At the core of the communitasPHX movement is an interest in making Jesus accessible to all people. Our clear calling is to cultivate a movement that exposes our world to the radical beauty of the Kingdom of God and to the reality that this same Kingdom is available to all. To do this, we need to be in and amongst the people to whom Jesus is currently inaccessible. For sure, in a country built on religious freedom, all have the right to pursue the faith of their choice, but social systems and cultural realities exist that render some outside “the current reach of the church”. These are the people that communitasPHX primarily exists for. Further, in anticipation of a future-fulfilled Kingdom of God that is sure to be multi-racial and multi-cultural, we want to now live amongst a diversity of ideas, perspectives, cultural understandings, races, and socio-economic realities.

It was these postures that led us to center communitasPHX out of the Coronado district in Downtown Phoenix, a community that is filled with white & hispanic, gay & straight, young & elderly, rich & poor, religious & secular, and various other peoples. Living in the middle of such diversity has been an amazing joy, but it has challenged us to our core. We have hosted parties where all people can be (and are) valued, no matter what their sexual preference, race, or socio-economic status. We have talked with neighbors about caring for each other & the neighborhood itself in creative ways. We have embraced those stuck in lives of poverty and learned from their experience. We have discussed the pain of the past with neighbors and been able to offer a hope for the future. We have made neighbors feel welcome and have been made to feel welcome by others. We have let those who feel shut out of a relationship with God know that we want to help them reconnect with Him. In all my years of ministry, I am most fulfilled as I experience these “kingdom moments”.

But to be honest and fair, living in the messiness of diversity and of difference can be really painful as well.
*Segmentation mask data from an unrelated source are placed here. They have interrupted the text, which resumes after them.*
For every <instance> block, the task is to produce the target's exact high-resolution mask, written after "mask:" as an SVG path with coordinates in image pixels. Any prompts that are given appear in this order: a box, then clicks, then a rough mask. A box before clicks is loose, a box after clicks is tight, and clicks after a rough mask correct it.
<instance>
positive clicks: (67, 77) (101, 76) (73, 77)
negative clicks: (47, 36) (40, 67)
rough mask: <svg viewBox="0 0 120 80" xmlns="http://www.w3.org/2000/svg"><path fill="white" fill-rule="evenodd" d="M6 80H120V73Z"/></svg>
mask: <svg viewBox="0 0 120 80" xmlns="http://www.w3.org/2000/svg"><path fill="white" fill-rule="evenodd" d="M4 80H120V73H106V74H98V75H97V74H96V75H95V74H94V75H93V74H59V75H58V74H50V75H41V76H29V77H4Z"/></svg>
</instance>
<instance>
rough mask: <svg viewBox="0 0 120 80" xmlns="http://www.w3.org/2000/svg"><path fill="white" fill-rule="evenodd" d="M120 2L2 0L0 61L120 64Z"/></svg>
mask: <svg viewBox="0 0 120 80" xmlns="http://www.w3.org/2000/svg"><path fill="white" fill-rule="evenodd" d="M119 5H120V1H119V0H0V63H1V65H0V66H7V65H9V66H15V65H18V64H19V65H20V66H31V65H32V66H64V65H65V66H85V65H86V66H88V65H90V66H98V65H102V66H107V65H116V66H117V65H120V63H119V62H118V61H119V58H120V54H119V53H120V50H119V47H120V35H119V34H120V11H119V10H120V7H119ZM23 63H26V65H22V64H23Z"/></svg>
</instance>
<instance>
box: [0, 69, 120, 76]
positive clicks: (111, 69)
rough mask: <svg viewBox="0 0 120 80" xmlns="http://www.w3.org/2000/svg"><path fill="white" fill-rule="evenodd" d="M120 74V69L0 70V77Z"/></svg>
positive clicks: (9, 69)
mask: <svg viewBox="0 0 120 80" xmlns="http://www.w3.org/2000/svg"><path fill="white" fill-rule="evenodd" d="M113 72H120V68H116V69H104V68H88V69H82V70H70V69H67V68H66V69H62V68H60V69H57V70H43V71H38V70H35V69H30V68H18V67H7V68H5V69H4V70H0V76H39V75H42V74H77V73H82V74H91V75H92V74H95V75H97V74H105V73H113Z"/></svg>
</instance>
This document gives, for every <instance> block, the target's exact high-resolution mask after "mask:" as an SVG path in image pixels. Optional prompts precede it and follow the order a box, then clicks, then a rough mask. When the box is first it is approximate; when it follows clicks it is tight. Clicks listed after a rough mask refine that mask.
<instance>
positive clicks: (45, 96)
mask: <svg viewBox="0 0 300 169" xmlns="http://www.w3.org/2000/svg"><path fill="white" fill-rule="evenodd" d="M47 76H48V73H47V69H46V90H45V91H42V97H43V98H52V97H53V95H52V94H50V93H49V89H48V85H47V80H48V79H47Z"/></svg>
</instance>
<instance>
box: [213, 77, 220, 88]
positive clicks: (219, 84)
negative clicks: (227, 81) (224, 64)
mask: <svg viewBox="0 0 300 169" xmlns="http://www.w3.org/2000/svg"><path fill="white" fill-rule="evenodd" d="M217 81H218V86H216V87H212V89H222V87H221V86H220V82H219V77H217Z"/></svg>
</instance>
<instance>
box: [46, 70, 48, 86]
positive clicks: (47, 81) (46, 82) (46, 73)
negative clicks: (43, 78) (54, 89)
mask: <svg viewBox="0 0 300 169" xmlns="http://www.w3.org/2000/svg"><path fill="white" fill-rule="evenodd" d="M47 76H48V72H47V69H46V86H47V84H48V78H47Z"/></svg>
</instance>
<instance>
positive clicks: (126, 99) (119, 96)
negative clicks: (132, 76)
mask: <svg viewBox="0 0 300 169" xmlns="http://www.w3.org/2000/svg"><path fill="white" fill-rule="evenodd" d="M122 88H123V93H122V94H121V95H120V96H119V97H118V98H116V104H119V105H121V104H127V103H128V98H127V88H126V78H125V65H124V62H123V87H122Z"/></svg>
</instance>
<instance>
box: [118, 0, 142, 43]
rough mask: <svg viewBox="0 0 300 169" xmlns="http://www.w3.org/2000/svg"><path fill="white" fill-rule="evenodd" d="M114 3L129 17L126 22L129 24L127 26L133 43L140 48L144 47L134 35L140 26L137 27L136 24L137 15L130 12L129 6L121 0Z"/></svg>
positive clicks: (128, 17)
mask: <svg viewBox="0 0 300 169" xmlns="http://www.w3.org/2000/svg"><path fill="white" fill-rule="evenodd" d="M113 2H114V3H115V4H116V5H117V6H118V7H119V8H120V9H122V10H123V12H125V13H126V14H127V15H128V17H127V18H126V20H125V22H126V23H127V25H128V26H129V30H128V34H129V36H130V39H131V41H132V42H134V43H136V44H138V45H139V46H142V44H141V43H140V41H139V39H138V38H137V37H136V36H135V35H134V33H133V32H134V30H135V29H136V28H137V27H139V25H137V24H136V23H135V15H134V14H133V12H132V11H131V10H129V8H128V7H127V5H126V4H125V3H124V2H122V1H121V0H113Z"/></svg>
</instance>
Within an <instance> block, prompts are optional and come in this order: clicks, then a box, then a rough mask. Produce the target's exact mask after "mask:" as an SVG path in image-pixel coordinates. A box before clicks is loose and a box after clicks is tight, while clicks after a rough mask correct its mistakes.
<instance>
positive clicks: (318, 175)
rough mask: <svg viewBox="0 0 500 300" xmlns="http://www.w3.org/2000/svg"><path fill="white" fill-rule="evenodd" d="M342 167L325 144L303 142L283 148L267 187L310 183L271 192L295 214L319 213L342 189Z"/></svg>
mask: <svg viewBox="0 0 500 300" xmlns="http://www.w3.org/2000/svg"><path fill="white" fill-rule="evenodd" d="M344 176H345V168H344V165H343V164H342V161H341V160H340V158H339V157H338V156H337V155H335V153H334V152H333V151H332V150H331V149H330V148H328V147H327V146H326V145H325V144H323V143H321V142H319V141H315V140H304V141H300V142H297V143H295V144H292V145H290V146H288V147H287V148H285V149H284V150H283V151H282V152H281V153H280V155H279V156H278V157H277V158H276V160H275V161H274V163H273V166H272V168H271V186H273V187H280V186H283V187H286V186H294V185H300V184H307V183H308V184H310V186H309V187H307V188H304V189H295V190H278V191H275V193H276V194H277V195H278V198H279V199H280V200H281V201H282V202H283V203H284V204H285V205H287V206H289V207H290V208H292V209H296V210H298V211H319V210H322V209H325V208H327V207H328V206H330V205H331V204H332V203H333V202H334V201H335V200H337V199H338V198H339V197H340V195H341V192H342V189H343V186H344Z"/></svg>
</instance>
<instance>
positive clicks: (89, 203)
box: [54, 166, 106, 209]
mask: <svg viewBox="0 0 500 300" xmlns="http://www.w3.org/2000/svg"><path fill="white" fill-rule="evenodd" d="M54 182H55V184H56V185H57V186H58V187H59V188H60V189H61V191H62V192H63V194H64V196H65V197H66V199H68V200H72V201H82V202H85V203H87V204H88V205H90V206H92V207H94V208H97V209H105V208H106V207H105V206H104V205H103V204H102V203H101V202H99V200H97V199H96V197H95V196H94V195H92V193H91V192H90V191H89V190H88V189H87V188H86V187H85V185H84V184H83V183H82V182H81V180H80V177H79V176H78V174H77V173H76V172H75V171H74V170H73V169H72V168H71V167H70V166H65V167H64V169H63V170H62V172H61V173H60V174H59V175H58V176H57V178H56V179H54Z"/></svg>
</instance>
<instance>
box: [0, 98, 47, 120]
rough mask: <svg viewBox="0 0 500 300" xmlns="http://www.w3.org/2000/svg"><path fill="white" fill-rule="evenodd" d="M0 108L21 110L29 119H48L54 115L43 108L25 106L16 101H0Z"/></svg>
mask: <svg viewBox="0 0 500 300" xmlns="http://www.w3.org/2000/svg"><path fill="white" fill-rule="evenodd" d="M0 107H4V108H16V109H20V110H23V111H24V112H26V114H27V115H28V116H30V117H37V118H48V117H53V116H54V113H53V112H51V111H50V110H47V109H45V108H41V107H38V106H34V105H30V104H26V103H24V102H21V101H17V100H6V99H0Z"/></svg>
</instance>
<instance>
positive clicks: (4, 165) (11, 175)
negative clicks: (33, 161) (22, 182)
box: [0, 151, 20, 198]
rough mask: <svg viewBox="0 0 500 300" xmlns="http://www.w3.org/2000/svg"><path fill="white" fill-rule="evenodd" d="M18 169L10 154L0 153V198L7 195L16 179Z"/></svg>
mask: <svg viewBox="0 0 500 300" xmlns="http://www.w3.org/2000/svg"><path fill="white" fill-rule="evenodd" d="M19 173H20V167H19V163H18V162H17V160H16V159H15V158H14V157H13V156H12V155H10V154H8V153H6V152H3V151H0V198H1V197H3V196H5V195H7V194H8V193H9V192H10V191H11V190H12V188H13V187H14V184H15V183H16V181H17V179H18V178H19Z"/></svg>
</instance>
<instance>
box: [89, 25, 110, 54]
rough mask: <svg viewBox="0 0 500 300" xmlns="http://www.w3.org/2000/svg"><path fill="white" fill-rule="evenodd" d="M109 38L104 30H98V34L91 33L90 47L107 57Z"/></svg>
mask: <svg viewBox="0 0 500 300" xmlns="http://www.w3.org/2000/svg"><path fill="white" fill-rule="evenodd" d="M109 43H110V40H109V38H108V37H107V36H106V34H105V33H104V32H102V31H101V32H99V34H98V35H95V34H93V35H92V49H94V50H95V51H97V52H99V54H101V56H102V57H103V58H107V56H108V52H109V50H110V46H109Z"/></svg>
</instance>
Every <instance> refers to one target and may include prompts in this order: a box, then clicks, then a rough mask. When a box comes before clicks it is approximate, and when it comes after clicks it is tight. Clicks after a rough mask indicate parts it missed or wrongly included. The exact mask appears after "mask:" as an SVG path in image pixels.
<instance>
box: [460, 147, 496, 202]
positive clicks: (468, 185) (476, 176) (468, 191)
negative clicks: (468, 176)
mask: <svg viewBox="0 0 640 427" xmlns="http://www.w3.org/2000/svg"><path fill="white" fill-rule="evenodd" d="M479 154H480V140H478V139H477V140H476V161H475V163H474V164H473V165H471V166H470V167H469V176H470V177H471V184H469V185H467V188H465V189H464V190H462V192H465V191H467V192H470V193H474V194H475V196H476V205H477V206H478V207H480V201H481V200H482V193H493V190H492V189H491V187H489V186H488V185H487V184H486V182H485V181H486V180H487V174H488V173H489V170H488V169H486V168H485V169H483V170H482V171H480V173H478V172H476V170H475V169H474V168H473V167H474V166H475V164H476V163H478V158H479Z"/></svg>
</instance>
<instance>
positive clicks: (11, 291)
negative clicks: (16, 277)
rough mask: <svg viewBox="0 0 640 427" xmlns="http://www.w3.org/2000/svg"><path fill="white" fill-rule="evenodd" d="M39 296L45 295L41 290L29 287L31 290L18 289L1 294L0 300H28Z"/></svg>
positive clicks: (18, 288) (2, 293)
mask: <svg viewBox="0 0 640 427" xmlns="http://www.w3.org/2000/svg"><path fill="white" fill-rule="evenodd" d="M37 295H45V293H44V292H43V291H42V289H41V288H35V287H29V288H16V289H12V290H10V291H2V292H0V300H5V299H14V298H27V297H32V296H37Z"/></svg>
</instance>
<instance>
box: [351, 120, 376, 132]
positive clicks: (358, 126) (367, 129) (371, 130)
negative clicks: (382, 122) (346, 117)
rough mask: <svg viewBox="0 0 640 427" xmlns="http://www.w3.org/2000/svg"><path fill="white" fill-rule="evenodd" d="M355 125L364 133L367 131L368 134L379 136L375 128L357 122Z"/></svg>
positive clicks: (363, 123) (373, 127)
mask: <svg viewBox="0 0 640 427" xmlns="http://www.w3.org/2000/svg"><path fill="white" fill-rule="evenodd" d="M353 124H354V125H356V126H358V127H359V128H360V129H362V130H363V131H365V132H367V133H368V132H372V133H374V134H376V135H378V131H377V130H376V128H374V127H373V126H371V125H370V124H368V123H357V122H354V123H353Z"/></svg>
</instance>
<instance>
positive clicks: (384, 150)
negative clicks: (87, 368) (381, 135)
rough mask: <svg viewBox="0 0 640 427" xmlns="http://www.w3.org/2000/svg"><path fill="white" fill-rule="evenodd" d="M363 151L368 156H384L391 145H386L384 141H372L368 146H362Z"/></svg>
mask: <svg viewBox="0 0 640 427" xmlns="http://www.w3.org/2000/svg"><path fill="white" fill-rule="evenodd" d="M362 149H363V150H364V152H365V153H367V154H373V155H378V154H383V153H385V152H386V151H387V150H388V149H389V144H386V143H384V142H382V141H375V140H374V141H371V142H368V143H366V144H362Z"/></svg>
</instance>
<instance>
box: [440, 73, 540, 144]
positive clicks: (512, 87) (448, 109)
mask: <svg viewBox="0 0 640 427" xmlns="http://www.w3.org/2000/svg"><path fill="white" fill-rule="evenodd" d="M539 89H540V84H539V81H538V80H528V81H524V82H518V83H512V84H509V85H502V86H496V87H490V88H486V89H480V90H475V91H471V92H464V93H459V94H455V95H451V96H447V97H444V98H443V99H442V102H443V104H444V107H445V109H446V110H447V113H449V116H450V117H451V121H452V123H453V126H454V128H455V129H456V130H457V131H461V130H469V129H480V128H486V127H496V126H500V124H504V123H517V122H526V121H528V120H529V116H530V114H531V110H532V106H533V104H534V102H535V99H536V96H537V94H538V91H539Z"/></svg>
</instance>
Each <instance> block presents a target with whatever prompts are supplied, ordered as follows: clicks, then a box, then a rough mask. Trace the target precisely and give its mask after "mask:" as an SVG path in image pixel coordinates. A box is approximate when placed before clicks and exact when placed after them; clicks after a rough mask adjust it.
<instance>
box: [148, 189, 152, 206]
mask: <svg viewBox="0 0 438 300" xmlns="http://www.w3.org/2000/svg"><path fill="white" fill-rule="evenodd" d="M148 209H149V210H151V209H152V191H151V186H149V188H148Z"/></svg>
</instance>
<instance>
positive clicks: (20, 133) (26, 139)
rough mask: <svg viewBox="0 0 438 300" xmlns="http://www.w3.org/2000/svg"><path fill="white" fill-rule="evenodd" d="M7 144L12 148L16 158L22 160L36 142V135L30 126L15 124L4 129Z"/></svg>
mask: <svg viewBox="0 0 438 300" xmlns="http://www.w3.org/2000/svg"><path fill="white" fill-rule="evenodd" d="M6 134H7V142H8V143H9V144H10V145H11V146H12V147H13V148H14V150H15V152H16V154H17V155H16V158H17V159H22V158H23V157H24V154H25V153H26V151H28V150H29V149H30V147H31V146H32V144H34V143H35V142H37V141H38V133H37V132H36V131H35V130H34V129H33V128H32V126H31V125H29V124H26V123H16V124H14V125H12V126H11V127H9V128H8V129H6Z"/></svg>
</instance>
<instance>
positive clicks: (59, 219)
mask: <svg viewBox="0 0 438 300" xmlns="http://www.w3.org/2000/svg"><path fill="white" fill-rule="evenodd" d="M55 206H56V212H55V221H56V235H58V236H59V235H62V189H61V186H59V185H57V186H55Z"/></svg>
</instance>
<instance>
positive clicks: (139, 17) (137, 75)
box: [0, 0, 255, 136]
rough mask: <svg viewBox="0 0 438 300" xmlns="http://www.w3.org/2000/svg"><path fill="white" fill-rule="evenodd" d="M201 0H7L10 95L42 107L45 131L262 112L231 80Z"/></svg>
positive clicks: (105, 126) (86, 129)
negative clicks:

We have listened as the African-american mother-of-two on our street explain how her husband left the family earlier in the morning. We have cried with a neighbor whose wounds are still fresh from pain of losing a young daughter decades ago. We’ve experienced death: as both a visiting family member of a neighbor and a homeless man have died on our street. We’ve struggled with the indifference toward others that some can’t seem to shake. We’ve sought to help those living with addiction and been devastated by their inability to get help. We’ve felt lonely and powerless to really make a difference in the messiness and chose that so many people’s lives are characterized by.

Sharing life this way with people, especially people whose lives look different than ours, is really difficult. It is a roller-coaster with some unbelievable highs and some absolutely depressing lows. We recognize that these ups and downs represent the fact that the Kingdom of God is “already, but not yet fully” here. We catch glimpses of the radical beauty of God’s reign, but more often we experience the pain, the brokenness, and the messiness that sin has caused in our world. Were we not aware of this (and able to handle it), we’d have no business engaging in this sort of incarnational mission. We are people of light in a world of darkness, and as we build relationships with those God has put us in proximity with, we must celebrate the glimpses of the Kingdom every chance we get to allow us to handle the depth of pain and sorrow we walk with people through.